When you have developed a clear content strategy and post regularly, it is time to scale your content. For example, if you have a monthly feature, do it a weekly feature, if you have a weekly feature, do it a daily feature (e.g. – venue of the day and incentive of the day features I run in March and June are an example). It keeps you focused and your audience knows what to expect and when.
Know your analytics
You know how to improve your content only when you know what works. Therefore, it is recommended to have analytics from the very beginning and compare results over the months and years. There are different analytics tools out there, the one I use most is google analytics and it shows me the traffic to my blog. As mentioned in the very beginning, with your social media activities you need to redirect the traffic to a website and measure the results (It can be ticket sales, new customers or increased brand exposure and traffic to the website).
Don’t forget face-to-face
It is great to have many followers, but what is really important is also face-to-face communication. Having a strong social media presence needs to align with your “real” persona and both your online and offline profiles need to be consistent.

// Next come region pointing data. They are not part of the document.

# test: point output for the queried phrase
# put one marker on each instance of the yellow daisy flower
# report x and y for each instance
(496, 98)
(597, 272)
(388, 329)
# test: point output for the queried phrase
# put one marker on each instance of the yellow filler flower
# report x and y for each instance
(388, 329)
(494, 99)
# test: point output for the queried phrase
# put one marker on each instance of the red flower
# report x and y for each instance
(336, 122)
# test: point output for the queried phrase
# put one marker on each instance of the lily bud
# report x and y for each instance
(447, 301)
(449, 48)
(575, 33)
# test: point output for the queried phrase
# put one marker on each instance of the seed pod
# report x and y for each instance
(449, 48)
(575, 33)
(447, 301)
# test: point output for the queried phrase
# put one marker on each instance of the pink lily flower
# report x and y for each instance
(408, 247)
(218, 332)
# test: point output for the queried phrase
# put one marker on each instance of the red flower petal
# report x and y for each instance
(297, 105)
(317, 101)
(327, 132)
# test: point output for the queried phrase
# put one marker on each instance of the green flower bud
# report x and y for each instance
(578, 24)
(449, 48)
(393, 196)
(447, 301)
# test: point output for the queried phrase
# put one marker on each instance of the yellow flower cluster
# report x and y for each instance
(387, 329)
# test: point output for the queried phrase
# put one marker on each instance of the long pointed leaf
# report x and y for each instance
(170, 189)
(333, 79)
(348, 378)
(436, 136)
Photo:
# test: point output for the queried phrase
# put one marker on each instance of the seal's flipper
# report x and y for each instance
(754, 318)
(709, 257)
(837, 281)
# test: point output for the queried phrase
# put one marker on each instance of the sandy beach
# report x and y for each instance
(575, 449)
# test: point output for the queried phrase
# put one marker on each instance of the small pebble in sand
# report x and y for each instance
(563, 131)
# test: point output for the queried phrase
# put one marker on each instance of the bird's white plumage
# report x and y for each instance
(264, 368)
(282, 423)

That is all for now. Hope you could pick the strategies right for you. Social media is an on-going learning curve and you will need to test and experiment before you will get it right. In our industry, as opposed to fashion, food or retail, the lead time is much longer. If in food industry you can sell a meal for £20, selling event service is much more expensive with longer lead time, where you need to build relationship and establish confidence first.